Петр. Не твоего разуму это дело.
Даша. Батюшка серчает, что ты все гуляешь да со мной дурно живешь.
Петр. Ты, что ль, нажаловалась?
Илья. Что жаловаться-то! Разно и сам не вижу, что живешь не по-людски!
Петр. Эх, уж, видно, мне не жить по-людски… на меня, должно быть, напущено.
Илья. Это что за речи?
Петр. Загубил я себя с тобой! Связала ты меня по рукам и по ногам.
Даша. Ты мучитель, ты кровопивец!
Илья. Что вы? При мне-то? (Грозно.) Молчать! Ты, никак, ума рехнулся! Тебя нешто кто неволил ее брать? Сам взял, не спросясь ни у кого, украдучи взял. а теперь она виновата! Вот пословица-то сбывается: «Божье-то крепко, а вражье-то лепко».
Петр. Она меня приворожила чем-нибудь… зельем каким ни есть.
Илья. Не говори, не греши! Что тебя привораживать, коли ты и так ровно чумовой. Своевольщина-то и все так живет. Наделают дела, не спросясь у добрых людей, а спросясь только у воли своей дурацкой, да потом и плачутся, ропщут на судьбу, грех к греху прибавляют, так и путаются в грехах-то, как в лесу.

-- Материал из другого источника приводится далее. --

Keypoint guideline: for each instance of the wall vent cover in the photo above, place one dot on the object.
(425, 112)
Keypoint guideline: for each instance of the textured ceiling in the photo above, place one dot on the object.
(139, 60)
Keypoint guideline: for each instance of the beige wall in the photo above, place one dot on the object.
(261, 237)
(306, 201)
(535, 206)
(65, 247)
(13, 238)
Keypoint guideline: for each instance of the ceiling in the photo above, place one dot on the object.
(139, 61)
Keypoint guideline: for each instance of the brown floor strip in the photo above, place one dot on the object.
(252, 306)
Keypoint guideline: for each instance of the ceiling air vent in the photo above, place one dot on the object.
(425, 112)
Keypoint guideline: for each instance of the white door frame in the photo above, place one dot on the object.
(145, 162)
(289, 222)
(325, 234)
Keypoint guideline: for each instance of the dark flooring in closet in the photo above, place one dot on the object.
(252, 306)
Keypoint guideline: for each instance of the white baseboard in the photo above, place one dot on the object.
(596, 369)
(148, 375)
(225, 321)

Петр. Да что ж, батюшка, делать-то? Как еще жить-то?
Илья. Живи по закону, как люди живут.
Петр. Ну, а и вот загулял… Что ж такое? Нынче дело масленичное. Уж и не погулять? Масленая-то один раз в году бывает. Мне что за дело, как люди живут; я живу как мне хочется.
Илья. Известно, по своей воле легче жить, чем по закону; да своя-то воля в пропасть ведет. Доброму одна дорога, а развращенному десять. Узкий и прискорбный путь вводит в живот, а широкий и пространный вводит в пагубу.
Петр. Не все гулять, придет время, и поправимся, и сами будем других учить; учить-то не хитро. Теперь и погулять-то, когда гуляется. Ты, батюшка, сам был молод.
Илья. Так что ж? Нешто я так жил? Молод, так и распутничать! Не для веселья мы на свете-то живем. Не под старость, а смолоду добрыми-то делами запасаются. Ты оглянись на себя: дома ты не живешь, знаешься с людьми нехорошими, жену обижаешь. Что ж у вас дальше-то будет, скажи ты мне?